誰もが美味しいと思うから、昆虫食が社会に根付いている。
昆虫を集めて売る商売も成り立っている。
今の日本では昆虫を食べるというと眉をひそめる人が多い。
回転寿司で今まで使われていなかった食材が次々と登場するのを
見ると、もしかすると日本でも昆虫を食べるのが普通の姿になるの
ではないかと思うようになった。
今は昆虫はゲテモノ扱いされている。
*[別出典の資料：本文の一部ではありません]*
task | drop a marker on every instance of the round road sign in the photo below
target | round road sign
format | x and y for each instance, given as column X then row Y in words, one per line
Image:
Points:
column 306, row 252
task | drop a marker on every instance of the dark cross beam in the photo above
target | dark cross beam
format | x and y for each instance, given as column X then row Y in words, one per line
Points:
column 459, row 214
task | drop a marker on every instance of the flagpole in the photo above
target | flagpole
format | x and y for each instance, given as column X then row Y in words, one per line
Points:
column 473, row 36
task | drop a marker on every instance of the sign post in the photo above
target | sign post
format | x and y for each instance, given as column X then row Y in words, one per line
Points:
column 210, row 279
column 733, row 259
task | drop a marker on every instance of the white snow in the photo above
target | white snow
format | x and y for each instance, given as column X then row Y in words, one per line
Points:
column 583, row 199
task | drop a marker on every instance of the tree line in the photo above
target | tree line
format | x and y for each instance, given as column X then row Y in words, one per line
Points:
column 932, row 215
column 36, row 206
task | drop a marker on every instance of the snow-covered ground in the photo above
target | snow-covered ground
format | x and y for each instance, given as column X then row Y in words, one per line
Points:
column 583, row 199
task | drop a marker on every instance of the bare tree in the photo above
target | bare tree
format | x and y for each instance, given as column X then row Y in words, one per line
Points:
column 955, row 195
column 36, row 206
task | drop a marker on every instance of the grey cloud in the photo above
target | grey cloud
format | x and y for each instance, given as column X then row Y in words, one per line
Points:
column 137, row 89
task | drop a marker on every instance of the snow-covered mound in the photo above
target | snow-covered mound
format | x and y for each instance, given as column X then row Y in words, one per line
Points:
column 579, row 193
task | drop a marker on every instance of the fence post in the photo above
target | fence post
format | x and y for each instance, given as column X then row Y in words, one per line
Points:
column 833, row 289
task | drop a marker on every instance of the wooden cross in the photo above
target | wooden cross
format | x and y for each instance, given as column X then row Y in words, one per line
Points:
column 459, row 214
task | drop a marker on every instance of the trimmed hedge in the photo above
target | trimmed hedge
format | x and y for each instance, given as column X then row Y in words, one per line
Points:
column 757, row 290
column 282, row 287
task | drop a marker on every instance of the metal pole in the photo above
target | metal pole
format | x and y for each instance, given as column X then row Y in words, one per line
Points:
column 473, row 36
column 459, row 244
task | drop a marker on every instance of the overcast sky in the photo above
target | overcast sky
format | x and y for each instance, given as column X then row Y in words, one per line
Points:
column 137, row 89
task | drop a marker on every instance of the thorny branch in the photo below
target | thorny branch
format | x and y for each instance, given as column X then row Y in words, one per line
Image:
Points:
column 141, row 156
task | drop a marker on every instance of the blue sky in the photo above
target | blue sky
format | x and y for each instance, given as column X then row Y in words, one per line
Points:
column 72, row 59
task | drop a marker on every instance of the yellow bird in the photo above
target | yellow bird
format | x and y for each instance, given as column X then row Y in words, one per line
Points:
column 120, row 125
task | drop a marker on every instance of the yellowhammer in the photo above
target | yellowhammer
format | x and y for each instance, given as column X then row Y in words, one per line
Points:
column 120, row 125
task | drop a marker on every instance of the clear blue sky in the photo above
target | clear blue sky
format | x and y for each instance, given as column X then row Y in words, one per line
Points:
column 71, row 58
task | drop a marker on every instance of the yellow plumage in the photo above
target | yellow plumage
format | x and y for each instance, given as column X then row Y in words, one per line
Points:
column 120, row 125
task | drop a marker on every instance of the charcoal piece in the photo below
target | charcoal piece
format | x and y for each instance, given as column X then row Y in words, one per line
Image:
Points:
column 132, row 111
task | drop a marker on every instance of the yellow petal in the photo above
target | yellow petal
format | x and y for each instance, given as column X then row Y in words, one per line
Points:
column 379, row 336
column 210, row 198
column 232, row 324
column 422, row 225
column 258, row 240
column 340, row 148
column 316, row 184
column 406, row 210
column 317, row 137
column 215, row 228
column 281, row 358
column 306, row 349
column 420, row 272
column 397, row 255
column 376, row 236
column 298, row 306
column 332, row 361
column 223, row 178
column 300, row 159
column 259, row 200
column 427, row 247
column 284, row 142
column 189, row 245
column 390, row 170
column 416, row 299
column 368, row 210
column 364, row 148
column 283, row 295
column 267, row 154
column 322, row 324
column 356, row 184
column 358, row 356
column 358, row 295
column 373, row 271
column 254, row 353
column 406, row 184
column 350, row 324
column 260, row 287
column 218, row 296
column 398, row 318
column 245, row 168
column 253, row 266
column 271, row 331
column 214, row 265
そのうち、お天道様の下で
堂々と食材と言うようになるかもしれない。

それじゃあ、一体ゲテモノって何なのだろう?
中東では羊は美味しい肉となっている。
タイでは羊は食べない。日本でも羊はジンギスカンで食べるくらい
だから、羊はゲテモノに近い。鯨を取ることができなくなっている
ので、日本では鯨肉は高級品扱いだ。
鯨肉なんて食べないタイ人は鯨肉をゲテモノ扱いしている。

ゲテモノかゲテモノでないかは社会の中で多数派になるか、少数派
になるかの違いなんだな。もともとエンガワというのは平目の物を
さしていた。今の日本で多数派はカレイのエンガワだ。
平目のエンガワは少数派になっている。平目のエンガワを食べる
と言うとゲテモノ食い扱いされる日が来るかもしれない。